AWS launches Trainium, its new custom ML training chip

At its annual re:Invent developer conference, AWS today announced the launch of AWS Trainium, the company’s next-gen custom chip dedicated to training machine learning models. The company promises that it can offer higher performance than any of its competitors in the cloud, with support for TensorFlow, PyTorch and MXNet.

It will be available as EC2 instances and inside Amazon SageMaker, the company’s machine learning platform.

New instances based on these custom chips will launch next year.

The main arguments for these custom chips are speed and cost. AWS promises 30% higher throughput and 45% lower cost-per-inference compared to the standard AWS GPU instances.

In addition, AWS is partnering with Intel to launch Habana Gaudi-based EC2 instances for machine learning training. Coming next year, these instances promise to offer up to 40% better price/performance compared to the current set of GPU-based EC2 instances for machine learning. These chips will support TensorFlow and PyTorch.

These new chips will make their debut in the AWS cloud in the first half of 2021.

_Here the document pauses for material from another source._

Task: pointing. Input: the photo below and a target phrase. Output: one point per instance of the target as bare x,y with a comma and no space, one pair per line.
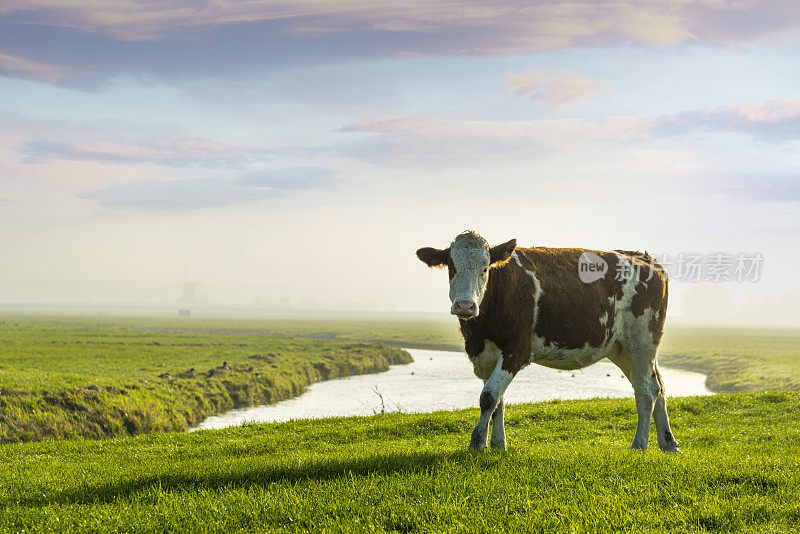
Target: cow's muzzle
465,309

Both of these new offerings complement AWS Inferentia, which the company launched at last year’s re:Invent. Inferentia is the inferencing counterpart to these machine learning pieces, which also uses a custom chip.

Trainium, it’s worth noting, will use the same SDK as Inferentia.

“While Inferentia addressed the cost of inference, which constitutes up to 90% of ML infrastructure costs, many development teams are also limited by fixed ML training budgets,” the AWS team writes. “This puts a cap on the scope and frequency of training needed to improve their models and applications. AWS Trainium addresses this challenge by providing the highest performance and lowest cost for ML training in the cloud. With both Trainium and Inferentia, customers will have an end-to-end flow of ML compute from scaling training workloads to deploying accelerated inference.”